Şu bilgi de çok ilginçtir:

Özünü Rus menfaatleri için harcayan hain Hacı İvanço Hacıveliçkov Pençeviç yine aynı ayak oyunlarıyla Ruslara ispiyonluk yapmak için Osmanlı Devlet Konseyine sızdırılmış,  1878’de Bulgaristan’ın Osmanlı’dan ayrılmasından sonra ise, mahkeme kararını imzalayıp V. Levskinin ölümüne neden olmasına karşın, Sofya’da Levski Anıtı dikilmesi için ilk bağışta bulunan ikiyüzlüdür.

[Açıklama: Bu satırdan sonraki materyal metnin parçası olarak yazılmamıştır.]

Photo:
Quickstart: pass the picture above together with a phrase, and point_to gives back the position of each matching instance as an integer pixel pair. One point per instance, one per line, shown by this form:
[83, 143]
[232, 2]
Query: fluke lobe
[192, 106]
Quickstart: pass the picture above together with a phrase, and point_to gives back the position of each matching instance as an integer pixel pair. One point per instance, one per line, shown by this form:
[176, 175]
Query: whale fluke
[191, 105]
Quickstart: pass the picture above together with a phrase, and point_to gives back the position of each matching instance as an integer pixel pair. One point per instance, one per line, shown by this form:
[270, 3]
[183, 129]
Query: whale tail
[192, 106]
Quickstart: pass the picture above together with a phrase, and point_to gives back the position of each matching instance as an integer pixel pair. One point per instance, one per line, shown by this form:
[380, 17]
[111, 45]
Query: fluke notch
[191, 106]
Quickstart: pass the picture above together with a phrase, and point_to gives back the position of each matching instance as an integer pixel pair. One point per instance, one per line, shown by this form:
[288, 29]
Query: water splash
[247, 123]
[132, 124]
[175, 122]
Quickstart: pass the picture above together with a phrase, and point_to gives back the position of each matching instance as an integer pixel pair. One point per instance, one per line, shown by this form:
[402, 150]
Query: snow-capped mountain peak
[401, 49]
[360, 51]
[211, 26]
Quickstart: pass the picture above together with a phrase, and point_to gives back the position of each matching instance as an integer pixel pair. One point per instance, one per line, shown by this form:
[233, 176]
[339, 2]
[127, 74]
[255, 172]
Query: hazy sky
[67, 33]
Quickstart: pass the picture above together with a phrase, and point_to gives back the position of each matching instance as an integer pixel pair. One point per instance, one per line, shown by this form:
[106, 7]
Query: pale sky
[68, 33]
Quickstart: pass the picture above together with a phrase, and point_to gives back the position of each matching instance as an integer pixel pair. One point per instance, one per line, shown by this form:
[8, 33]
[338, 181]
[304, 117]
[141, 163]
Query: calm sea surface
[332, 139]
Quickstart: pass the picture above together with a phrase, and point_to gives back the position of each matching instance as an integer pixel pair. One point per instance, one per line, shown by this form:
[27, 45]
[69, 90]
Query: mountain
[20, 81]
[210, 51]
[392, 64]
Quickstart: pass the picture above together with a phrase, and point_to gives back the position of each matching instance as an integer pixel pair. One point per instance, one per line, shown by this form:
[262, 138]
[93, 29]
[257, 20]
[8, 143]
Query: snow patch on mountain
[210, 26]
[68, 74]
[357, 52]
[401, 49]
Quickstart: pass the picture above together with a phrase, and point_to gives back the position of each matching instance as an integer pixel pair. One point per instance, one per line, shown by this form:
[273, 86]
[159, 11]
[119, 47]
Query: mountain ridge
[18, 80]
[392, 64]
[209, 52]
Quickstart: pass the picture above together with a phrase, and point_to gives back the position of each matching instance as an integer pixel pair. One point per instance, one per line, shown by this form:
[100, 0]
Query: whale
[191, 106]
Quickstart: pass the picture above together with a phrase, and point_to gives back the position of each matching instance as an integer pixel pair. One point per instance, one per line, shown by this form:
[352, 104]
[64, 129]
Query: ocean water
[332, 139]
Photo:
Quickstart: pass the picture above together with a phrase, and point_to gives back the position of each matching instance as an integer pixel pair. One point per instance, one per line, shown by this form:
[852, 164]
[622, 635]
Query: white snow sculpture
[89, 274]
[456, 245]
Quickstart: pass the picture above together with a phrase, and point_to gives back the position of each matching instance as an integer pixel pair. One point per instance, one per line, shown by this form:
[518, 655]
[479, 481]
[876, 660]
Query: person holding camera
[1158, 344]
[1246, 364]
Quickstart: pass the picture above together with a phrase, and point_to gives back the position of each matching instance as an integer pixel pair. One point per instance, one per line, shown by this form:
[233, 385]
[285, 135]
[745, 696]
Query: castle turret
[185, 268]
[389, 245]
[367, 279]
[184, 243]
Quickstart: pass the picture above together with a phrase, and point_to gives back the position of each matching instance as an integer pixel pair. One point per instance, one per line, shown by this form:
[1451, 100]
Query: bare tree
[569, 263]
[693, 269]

Bulgar vatanı için Moskova ve Rus çizmesi altında ezilmekten daha kötü bir şey olamayacağı bilincine varan Bulgar yurtsever evlatlarının sürgüne ve hapse gönderilmesinde Osmanlı devletine baskı yapan ve mahkemelerde son söz sahibi olmaya çırpınan Moskovalı efendilerin Bulgar milletine karşı amaca yönelik ve arasız çalışan hain Rusofiller ve Rublacıların özellikle de ikiyüzlülerin Hacı İvanço Hacıveliçkov Pençeviç örneğinde görüldüğü üzere iplerini çeken ve onları ödüllendiren kişinin Prens İgnatiev olduğunu Bulgar devlet arşivinden alıp yayınladığımız 2 belgede de görebiliyorsunuz.

***

Günümüzde hain başı Ahmet Doğan’ın Moskova ödülleriyle taltif edilmesine başka bir anlam veremiyoruz.